To get a perfect 1/4″ seam, you need to account for the thickness of the thread and the thickness of the cloth, since some of the cloth is “used up” in the turn (when pressing).  If you stitch two squares of 2 inch  lightweight cotton lawn, cotton batik, and cotton flannel with the same setting (a default 1/4″ for example), then press the seam to the side as one would for piecing a quilt, the cotton lawn will be the widest, the flannel the narrowest.  That is because the flannel is thick and it takes up more of the flannel to fold back on itself.  To get a seam allowance that would yield a section that measure a perfect 3 1/2 inch across after that seam is pieced, you’d have to use a larger seam allowance with the lightweight cotton lawn and a narrower seam allowance with the flannel.

Then there is the straight stitch plate and quarter inch seams.  With our fancy new machines that stitch wide stitches, on the Janomes up to 9mm apart (that’s nearly a half inch across), the feed dogs must be farther apart to permit the needle to swing that wide on the decorative stitches.  That means when it comes to pieceing you have two choices:

1.  Leave the needle in the center with the straight stitch plate on, but then have the pieces feed ONLY with the left-side feed dog (because the quarter inch seam allowance won’t extend fully onto the right hand feed dogs)
or
2. Use the quarter inch foot, move the needle to your own personal perfect quarter inch (based on the thickness of your fabric and thread), and have the pieces feed over BOTH feed dogs so that it feeds straight and even.

Basically, you can’t have it both ways IF you have a machine, such as the 8900, that also makes wide decorative stitches.  If you want a perfect straight stitch, to be blunt, the old Singer Featherweight 221 has always had the best straight stitch ever.  That is because that is the ONLY thing that machine does–any straight-stitch-only machine will be the same.  Why?  Because the needle bar never moves.   It goes up and down only.

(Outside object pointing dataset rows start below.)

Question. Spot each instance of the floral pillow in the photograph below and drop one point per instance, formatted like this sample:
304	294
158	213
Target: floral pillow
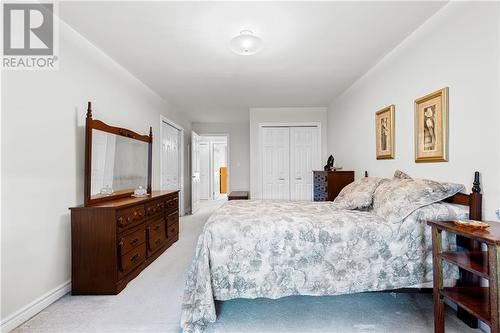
441	211
358	194
401	175
397	198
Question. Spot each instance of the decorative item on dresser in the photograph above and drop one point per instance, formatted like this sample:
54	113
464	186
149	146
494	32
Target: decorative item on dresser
123	226
328	184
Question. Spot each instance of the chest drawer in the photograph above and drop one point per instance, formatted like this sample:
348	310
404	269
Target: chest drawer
156	208
173	230
132	240
172	204
132	259
156	234
129	217
173	218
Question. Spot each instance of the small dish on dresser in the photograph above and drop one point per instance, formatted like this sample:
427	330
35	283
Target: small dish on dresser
471	224
139	195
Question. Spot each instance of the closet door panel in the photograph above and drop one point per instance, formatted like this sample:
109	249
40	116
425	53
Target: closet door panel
275	163
304	158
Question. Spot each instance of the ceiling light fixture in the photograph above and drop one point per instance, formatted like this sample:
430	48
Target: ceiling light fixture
246	43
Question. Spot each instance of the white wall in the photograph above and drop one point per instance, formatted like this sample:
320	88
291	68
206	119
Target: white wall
281	116
42	162
239	150
459	48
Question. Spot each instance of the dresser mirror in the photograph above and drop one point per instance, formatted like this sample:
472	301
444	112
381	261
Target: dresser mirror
117	161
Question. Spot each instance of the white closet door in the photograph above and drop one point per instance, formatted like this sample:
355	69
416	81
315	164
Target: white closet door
170	157
304	158
276	163
195	171
204	170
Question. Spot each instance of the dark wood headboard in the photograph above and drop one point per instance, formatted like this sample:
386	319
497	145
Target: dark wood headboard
474	200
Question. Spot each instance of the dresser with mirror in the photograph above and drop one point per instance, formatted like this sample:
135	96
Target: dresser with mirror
123	226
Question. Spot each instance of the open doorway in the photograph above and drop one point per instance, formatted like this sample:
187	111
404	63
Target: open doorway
214	167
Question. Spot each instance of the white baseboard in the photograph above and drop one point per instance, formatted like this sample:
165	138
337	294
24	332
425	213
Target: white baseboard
19	317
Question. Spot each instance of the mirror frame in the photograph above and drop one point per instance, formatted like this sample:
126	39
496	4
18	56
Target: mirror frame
91	124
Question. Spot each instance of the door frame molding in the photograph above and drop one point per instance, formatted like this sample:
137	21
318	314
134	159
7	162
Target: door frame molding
280	124
164	119
228	142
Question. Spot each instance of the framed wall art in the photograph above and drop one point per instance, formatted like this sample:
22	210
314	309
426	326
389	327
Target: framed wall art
431	127
384	129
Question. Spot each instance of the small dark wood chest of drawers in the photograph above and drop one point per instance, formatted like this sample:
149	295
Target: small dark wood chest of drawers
113	241
328	184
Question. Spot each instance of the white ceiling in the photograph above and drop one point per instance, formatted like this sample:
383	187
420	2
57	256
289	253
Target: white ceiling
312	51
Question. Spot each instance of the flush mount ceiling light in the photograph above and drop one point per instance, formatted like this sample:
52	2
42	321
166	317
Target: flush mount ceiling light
246	43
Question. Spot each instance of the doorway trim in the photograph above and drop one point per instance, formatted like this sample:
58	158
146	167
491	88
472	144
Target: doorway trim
228	140
164	119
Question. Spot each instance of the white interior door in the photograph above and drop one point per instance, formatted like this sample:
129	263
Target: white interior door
204	170
195	171
170	145
219	160
276	163
304	158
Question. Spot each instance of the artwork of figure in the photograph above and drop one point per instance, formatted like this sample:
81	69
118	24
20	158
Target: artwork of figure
384	132
329	163
429	128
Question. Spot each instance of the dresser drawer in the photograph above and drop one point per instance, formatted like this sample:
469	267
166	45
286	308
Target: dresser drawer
132	259
172	204
129	217
156	234
132	240
173	218
156	208
173	230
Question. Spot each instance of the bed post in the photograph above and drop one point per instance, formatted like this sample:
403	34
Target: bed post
466	278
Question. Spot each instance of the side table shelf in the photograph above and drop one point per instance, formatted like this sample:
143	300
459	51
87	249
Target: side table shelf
481	302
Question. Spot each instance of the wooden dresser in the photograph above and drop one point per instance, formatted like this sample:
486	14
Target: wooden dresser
113	241
328	184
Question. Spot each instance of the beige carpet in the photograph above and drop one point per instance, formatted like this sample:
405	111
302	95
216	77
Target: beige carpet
151	303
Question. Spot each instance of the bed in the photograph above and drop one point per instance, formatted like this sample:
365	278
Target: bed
273	249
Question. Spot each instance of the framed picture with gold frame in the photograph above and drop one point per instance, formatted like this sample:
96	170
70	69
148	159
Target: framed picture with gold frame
384	129
431	127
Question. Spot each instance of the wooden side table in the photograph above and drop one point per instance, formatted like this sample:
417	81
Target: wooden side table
482	302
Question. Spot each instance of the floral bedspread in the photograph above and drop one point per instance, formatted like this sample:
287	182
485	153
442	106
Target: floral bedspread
272	249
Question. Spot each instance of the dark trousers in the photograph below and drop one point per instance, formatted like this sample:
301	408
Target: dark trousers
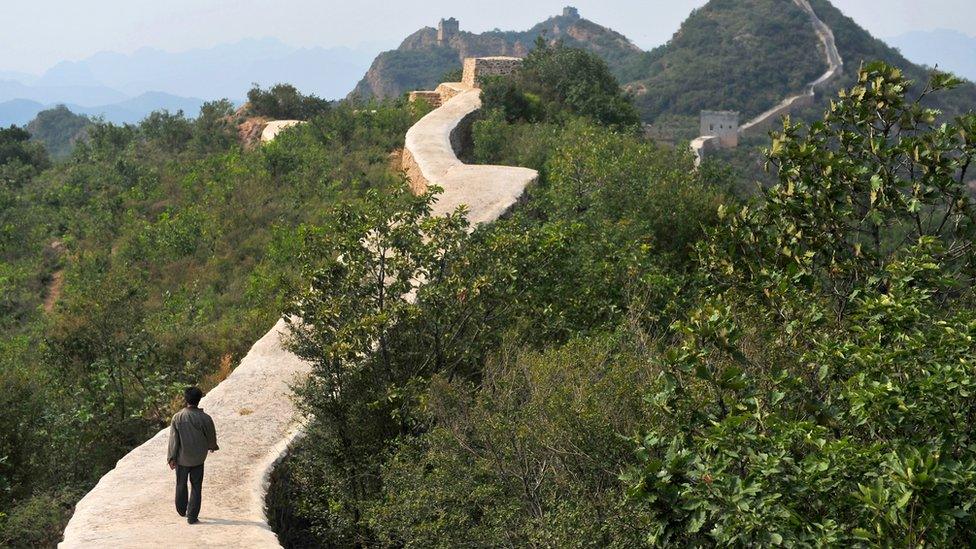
188	505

That means you can either get used to the Janome 8900’s (and any other fancy machine’s) requirements for getting a perfect-for-you quarter inch (including fine-tuning–the pre-set is just an “average” setting that frequently needs a little fiddling), OR have a second machine for simple piecing.   Frankly, I adore my 1934 Featherweight.  I don’t actually use it much, since I almost never piece.  And when I DO piece, I use my wonderful Janome because I understand what it is I need to do to make an accurate seam.  You can also create a “favorite” stitch that is set to your perfect quarter inch–you’d need to refer to the manual, though, because I don’t know how off the top of my head.

I hope explaining this helps–there is nothing wrong with your machine!   It just needs for you to learn how to adjust the settings so that they yield the perfect result for you.

Hope this helps!

3 Responses to “Understanding your perfect 1/4″ seam”

  1. Louise Says:

    Thanks for explaining this problem so thoroughly. Have never taken time to “think through”, what caused the differences in seam width for 1/4 inch piecing or any other seaming with different fabrics. Your explanation is very helpful. Thanks for thinking for us.

  2. Debby Harwell Says:

    That’s amazing information! I really think you should a column for some sewing magazine, “Ask Sarah” where folks send in their questions and dilemmas and you pick one or two to answer. Your explanation here is worthy of a magazine article all on its own! On a personal note, I’m glad you’re home after all of your April travels, but we were sure grateful to have you come to Charlotte, NC to share your skills!

  3. Louise Says:

    HELP…I somehow deleted your post of Janome stitch plate…thought I was saving and lost it instead. Is it possible to send it to me? I’m not a techie…
    Thanks Sarah enjoy all your posts!!